Alongside the QROWD project, there are many other programmes and developments that seek to support innovation surrounding smart transport. One such programme is that of the Transport Systems Catapult (TSC) who have begun the Intelligent Mobility Initiative with start-up accelerator Wayra UK. The aim of this is to drive growth for start-ups who develop and improve technologies used for smart transport.
Recently, the programme announced that eight new start-ups have been selected for inclusion in their smart transport agenda. This involves workspace, mentoring from TSC and Wayra UK for six months, and access to other investors such as governmental agencies and investors. The companies aim to to drive innovation and technological development, particularly in the UK, and offer features such as an on-demand coach service, as well as analytics which can predict driver fatigue. Here is a look at the new start-ups:
- Drivernet: Offers a solution for delivery tracking into stores and aims to be more accurate than current telematics options.
- Safr: Utilises an application, wearable technology and data to predict and prevent accidents caused by fatigue when driving.
- GoMetro: Offers an application that provides information about train delays, changes and company press releases for commuters.
- Cognitial: Infrastructure integrator that uses new technology solutions for driverless shuttle cars.
- Zeelo: Offers a platform for travellers to book an on-demand coach service.
- Synaptiv: Provides an analytics platform with data from a car’s sensors, so clients have a better insight into their customers and can reduce costs.

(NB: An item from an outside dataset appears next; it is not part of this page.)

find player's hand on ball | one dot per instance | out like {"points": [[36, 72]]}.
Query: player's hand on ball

- Valerann: Looking to develop smart road solutions that can communicate with autonomous cars.
- Cityswifter: Uses previous data and predictive analytics to improve the bus transportation system.
However, it is important to remember that drivers of smart transport and technology are not only found in Europe. The focus and financial incentives of smart cities are apparent globally, and some of the most innovative solutions are sourced on a wider international scale. Signal Labs for example are a start-up based in San Francisco. They created a mobile app to alert drivers of safety hazards with the aim to reduce traffic accidents.
Similarly to Signal Labs, the start-up company HAAS Alert can alert motorists when emergency responders are near, or on call within a certain radius in the city in real-time. Again, this aims to reduce the risks for motorists, as well as enabling emergency services to improve. . The company recently entered a partnership with Waze – a free, real-time crowdsourced app powered by drivers themselves.
Smart start-ups can ultimately be the making or breaking of a smart city. Investment through industry, in conjunction with governmental and project schemes, can fast track innovation and development. As a result, this can trigger growth and improve the quality of life for citizens in such cities. The support and development of smart transport start-ups, projects and general community focused on smart cities is subsequently vital for such growth.